Buffer Overflow

A Buffer Overflow is a vulnerability in which data can be written which exceeds the allocated space, allowing an attacker to overwrite other data.

Stack buffer overflow

The simplest and most common buffer overflow is one where the buffer is on the stack. Let’s look at an example.

#include <stdio.h>

int main() {
    int secret = 0xdeadbeef;
    char name[100] = {0};
    read(0, name, 0x100);
    if (secret == 0x1337) {
        puts("Wow! Here's a secret.");
    } else {
        puts("I guess you're not cool enough to see my secret");
    }
}

There’s a tiny mistake in this program which will allow us to see the secret. name is decimal 100 bytes, however we’re reading in hex 100 bytes (=256 decimal bytes)! Let’s see how we can use this to our advantage.

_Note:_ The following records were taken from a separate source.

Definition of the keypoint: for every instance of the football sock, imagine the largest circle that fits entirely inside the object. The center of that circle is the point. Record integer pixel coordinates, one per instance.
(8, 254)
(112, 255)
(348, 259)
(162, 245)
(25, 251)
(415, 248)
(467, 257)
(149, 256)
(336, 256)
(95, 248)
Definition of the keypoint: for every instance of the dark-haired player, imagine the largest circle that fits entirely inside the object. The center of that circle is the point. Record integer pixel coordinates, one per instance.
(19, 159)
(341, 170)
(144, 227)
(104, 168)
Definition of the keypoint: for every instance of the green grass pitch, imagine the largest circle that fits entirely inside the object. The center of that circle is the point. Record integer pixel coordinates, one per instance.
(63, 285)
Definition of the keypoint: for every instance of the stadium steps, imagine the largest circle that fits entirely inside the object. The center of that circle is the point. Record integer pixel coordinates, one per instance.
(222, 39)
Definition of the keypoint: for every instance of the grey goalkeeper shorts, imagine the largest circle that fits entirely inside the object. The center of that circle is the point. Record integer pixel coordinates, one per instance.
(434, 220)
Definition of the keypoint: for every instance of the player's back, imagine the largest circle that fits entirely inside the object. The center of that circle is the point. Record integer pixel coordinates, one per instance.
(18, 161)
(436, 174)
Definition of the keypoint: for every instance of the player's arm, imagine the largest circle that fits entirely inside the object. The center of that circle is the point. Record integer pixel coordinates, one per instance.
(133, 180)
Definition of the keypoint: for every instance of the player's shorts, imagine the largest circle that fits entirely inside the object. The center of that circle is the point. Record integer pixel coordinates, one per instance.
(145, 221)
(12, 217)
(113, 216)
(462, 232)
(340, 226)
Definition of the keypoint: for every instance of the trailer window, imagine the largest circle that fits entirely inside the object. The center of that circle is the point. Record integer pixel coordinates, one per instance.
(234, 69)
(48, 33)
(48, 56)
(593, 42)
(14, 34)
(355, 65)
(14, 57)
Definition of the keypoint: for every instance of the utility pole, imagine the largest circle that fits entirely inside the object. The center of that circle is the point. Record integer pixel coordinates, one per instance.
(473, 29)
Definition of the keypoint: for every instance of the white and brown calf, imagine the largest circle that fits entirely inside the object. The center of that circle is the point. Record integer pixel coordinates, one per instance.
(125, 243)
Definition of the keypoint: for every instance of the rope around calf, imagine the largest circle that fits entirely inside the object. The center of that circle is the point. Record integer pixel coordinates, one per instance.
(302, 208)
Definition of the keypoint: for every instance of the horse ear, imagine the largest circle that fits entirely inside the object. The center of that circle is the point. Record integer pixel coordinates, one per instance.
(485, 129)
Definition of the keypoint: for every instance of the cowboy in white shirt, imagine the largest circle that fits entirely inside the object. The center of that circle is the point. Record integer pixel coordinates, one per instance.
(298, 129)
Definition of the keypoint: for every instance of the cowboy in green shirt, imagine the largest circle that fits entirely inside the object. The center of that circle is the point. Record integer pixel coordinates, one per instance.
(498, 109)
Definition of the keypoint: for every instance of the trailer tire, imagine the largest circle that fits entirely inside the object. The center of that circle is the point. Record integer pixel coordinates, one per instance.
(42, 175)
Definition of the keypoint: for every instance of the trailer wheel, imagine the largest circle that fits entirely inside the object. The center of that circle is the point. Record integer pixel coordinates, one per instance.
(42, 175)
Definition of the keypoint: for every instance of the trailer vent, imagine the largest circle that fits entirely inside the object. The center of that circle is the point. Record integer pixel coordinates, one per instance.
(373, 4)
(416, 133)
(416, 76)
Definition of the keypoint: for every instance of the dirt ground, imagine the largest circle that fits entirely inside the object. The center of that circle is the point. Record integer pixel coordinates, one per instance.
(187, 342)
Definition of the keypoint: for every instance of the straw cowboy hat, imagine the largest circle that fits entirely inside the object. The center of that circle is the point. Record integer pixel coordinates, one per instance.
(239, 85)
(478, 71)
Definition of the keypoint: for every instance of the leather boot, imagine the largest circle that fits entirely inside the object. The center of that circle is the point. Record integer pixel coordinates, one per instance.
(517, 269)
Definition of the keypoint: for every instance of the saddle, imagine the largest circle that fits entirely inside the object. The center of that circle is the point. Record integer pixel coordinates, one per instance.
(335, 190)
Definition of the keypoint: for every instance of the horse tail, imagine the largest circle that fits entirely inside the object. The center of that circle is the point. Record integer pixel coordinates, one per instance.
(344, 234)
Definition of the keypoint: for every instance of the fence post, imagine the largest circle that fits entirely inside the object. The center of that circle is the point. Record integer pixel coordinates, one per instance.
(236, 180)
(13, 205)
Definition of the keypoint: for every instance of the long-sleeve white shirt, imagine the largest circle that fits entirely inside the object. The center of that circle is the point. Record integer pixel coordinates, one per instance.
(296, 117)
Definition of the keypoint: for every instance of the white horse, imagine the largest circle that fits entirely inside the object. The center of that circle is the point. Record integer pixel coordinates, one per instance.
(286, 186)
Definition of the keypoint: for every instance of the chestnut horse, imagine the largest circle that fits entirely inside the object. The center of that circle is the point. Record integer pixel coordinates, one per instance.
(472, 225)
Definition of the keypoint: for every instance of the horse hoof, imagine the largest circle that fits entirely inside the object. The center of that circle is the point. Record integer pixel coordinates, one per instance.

If the compiler chose to layout the stack like this:

        0xffff006c: 0xf7f7f7f7  // Saved EIP
        0xffff0068: 0xffff0100  // Saved EBP
        0xffff0064: 0xdeadbeef  // secret
...
        0xffff0004: 0x0
ESP ->  0xffff0000: 0x0         // name

let’s look at what happens when we read in 0x100 bytes of ‘A’s.

The first decimal 100 bytes are saved properly:

        0xffff006c: 0xf7f7f7f7  // Saved EIP
        0xffff0068: 0xffff0100  // Saved EBP
        0xffff0064: 0xdeadbeef  // secret
...
        0xffff0004: 0x41414141
ESP ->  0xffff0000: 0x41414141  // name

However when the 101st byte is read in, we see an issue:

        0xffff006c: 0xf7f7f7f7  // Saved EIP
        0xffff0068: 0xffff0100  // Saved EBP
        0xffff0064: 0xdeadbe41  // secret
...
        0xffff0004: 0x41414141
ESP ->  0xffff0000: 0x41414141  // name

The least significant byte of secret has been overwritten! If we follow the next 3 bytes to be read in, we’ll see the entirety of secret is “clobbered” with our ‘A’s

        0xffff006c: 0xf7f7f7f7  // Saved EIP
        0xffff0068: 0xffff0100  // Saved EBP
        0xffff0064: 0x41414141  // secret
...
        0xffff0004: 0x41414141
ESP ->  0xffff0000: 0x41414141  // name

The remaining 152 bytes would continue clobbering values up the stack.

Passing an impossible check

How can we use this to pass the seemingly impossible check in the original program? Well, if we carefully line up our input so that the bytes that overwrite secret happen to be the bytes that represent 0x1337 in little-endian, we’ll see the secret message.

A small Python one-liner will work nicely: python -c "print 'A'*100 + '\x31\x13\x00\x00'"

This will fill the name buffer with 100 ‘A’s, then overwrite secret with the 32-bit little-endian encoding of 0x1337.

Going one step further

As discussed on the stack page, the instruction that the current function should jump to when it is done is also saved on the stack (denoted as “Saved EIP” in the above stack diagrams). If we can overwrite this, we can control where the program jumps after main finishes running, giving us the ability to control what the program does entirely.

Usually, the end objective in binary exploitation is to get a shell (often called “popping a shell”) on the remote computer. The shell provides us with an easy way to run anything we want on the target computer.

Say there happens to be a nice function that does this defined somewhere else in the program that we normally can’t get to:

void give_shell() {
    system("/bin/sh");
}

Well with our buffer overflow knowledge, now we can! All we have to do is overwrite the saved EIP on the stack to the address where give_shell is. Then, when main returns, it will pop that address off of the stack and jump to it, running give_shell, and giving us our shell.

Assuming give_shell is at 0x08048fd0, we could use something like this: python -c "print 'A'*108 + '\xd0\x8f\x04\x08'"

We send 108 ‘A’s to overwrite the 100 bytes that is allocated for name, the 4 bytes for secret, and the 4 bytes for the saved EBP. Then we simply send the little-endian form of give_shell ‘s address, and we would get a shell!

This idea is extended on in Return Oriented Programming.